Cumhurbaşkanı halkın başkanı demektir. Yani bir halk var, onun başında ise suya sabuna dokunmadan olayları idare eden bir idareci. Bu durum sadece Türkiye'de değil AB ülkelerinde de böyle. Almanya, İtalya ve diğer AB ülkelerine bakın kolayca görürsünüz. Gerek Almanya gerek İtalya uluslararası siyasette pek etkin değildirler. Fransa yarı başkanlıkla idare edildiği için biraz daha etkindir. Bu yüzden Fransa’nın pesinden gidilir. Diğer taraftan Türkiye'de Atatürk'ten sonra gelen birçok halkın başkanları günü idare etmişlerdir. Yani halkı yönlendirip halkın maddi manevi ileri gitmesine pek de katkıda bulunamamışlardır. Bu daha ziyade cumhurbaşkanı olan şahısların gerek dünya vizyonlarının gerek dünyada olan olayları kavrama da eksik kalmalarından ve anayasamız gereği günü kurtarma felsefesinden kaynaklanmaktadır. Halkını pesinden sürükleyen onu uluslararası arenada etkili kılan, karizmasıyla, halkı lehine uzlaşı kültürüyle, bilimden ziyade ilime önem veren ve bu sayede diğer ulusları etkileyen, devletin fiziksel ve kültürel gücünü kullanarak kendini gösteren bir cumhur lideri çıkmamıştır. Bu tespit Ağustos 2014’ten sonraki donemi görmemiz acısından önemlidir.

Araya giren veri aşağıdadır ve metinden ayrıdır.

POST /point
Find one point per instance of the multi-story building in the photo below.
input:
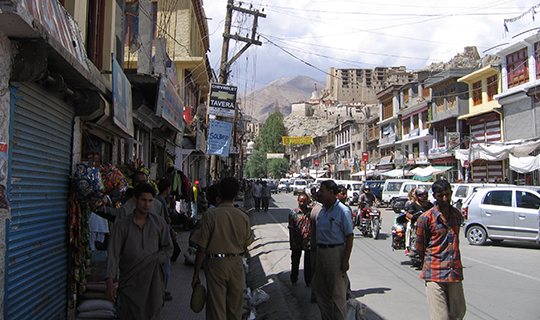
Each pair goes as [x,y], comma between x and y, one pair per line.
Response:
[519,99]
[484,121]
[68,95]
[449,99]
[362,85]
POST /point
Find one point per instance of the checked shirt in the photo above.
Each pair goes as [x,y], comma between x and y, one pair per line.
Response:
[437,242]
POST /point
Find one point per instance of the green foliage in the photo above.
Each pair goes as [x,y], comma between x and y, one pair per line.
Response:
[270,139]
[256,166]
[278,168]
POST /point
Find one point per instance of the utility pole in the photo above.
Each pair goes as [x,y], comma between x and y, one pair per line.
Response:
[226,64]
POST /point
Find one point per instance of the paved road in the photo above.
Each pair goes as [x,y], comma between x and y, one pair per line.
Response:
[501,281]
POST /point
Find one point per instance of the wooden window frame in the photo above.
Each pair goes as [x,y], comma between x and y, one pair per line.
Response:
[517,64]
[492,87]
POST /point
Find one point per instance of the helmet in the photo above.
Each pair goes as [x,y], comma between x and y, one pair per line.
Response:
[421,193]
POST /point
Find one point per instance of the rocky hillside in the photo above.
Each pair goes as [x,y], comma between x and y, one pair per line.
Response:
[262,101]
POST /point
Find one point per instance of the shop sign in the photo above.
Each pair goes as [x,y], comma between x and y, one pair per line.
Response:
[414,133]
[453,139]
[219,138]
[222,100]
[438,150]
[169,105]
[122,107]
[296,140]
[385,160]
[60,25]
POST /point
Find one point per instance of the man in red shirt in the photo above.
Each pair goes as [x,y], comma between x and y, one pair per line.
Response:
[437,243]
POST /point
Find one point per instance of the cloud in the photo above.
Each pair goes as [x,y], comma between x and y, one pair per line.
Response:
[303,37]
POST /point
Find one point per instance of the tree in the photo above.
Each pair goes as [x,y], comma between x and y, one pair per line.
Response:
[278,168]
[256,167]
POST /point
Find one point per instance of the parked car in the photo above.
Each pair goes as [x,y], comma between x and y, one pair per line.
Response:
[284,185]
[353,187]
[391,189]
[376,187]
[502,212]
[299,186]
[461,191]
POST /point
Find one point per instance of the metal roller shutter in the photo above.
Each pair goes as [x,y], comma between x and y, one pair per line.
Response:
[37,237]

CUMHURİYET DÖNEMİNDE CUMHURBAŞKANLARI NE YAPTI?
Parlamenter sistem gereği birinci derecedeki güç başbakan ve cumhurbaşkanı arasında paylaşılır. Yani güç tek bir elde toplanmasın halkın başkanı bunu bakanların başkanıyla paylaşsın. Bu bizi birçok krizlere ve sonunda 2000 ekonomik kriziyle duvara çarpmamıza neden oldu. Bugünkü idarenin felsefesi ise halkının maddi manevi refah seviyesini diğer halklarınkinin üzerine çıkarmasına dayanmaktadır. Diğer taraftan halkımızın bilinç seviyesi dünya olaylarını kavramada zayıf kalmaktadır. Bunun en güzel kanıtı 30 Mart Yerel Seçimleri’dir. Gelişmiş bir Türkiye halkının oylarının en azından yüzde 50’sinin bu idarenin arkasında olması gerekirdi. Bu durum Türkiye'nin yurt dışı etkinliğini sorgulatır hale getirmiştir. Bir takım 2002 öncesi düşüncelerle çare odur budur, cumhuriyet elden gidiyor, kafatası milliyetçilikle, usandım birde sunu deneyimle veya Türk bayrağına onun bunun resmini koyarak rantiyecilik yapmakla Türkiye ancak sınırları içerisine hapsolunur. Bu konularda günümüze kadar cumhurbaşkanları maalesef etkin olamadı. Başbakanlar da her dört yılda bir seçim endişesiyle kendi iradesini tam olarak kullanamadı. Bu zamana kadar gerek başbakan gerek cumhurbaşkanı demokrasinin gereği günü geçiştirmek ve halkın pesinden giderek ufak tefek müdahalelerle kendini göstermeye çalıştı. Artık bu duruma cumhur liderliği ve bu liderliği destekleyici bir anayasa değişikliğiyle son verme zamanı gelmiştir.

CUMHUR LİDERİ NE YAPMALI?
Her şeyden önce durumu idare eden cumhurbaşkanı ile cumhur liderini birbirine karıştırmamalıdır. En önemli fark cumhurbaşkanı halkını takip eden cumhur lideri ise halkına yol gösteren ve onu yükselten anlamında algılanmalıdır. Devletin bütün kurumlarını bilmek yetmiyor onları yönlendiren ve bu kurumları uluslararası arenada halkının çıkarları doğrultusunda kullanabilen gerek entelektüel gerek pratik zekası ve tecrübesi gereği icraata sokabilme kapasitesi olan şahıs cumhur lideri olabilir. Bugünkü şartlarda bu kriterlere uyan ne muhalefet partilerinde nede dışında gerçekten ciddi bir cumhur lideri adayı görülmemektedir. Şu andaki iktidarda ise yukarıdaki şartları yerine getirebilecek tek bir aday bulunmaktadır. Bu aday istese de istemese de halk tarafından ikna edilerek bu pozisyona talip olması sağlanmalıdır. Yukarıda bahsedilen görevlerin başarıyla ve cesaretle yapılması ancak Başbakan Erdoğan'ın cumhur lideri olmasıyla mümkündür. Zira gerek mantık gerek halkımızın sağduyusu bunu işaret etmektedir. Tek yumruk halinde bir başkanı veya bürokratı veya emekli bir askeri değil lider vasfına sahip şahsi desteklemeliyiz. Sayın Erdoğan'ı yüzde 60’ın üzerinde çoğunlukla destekleyerek yurt dışı saygınlığımızı ve etkinliğimizi pekiştirebiliriz.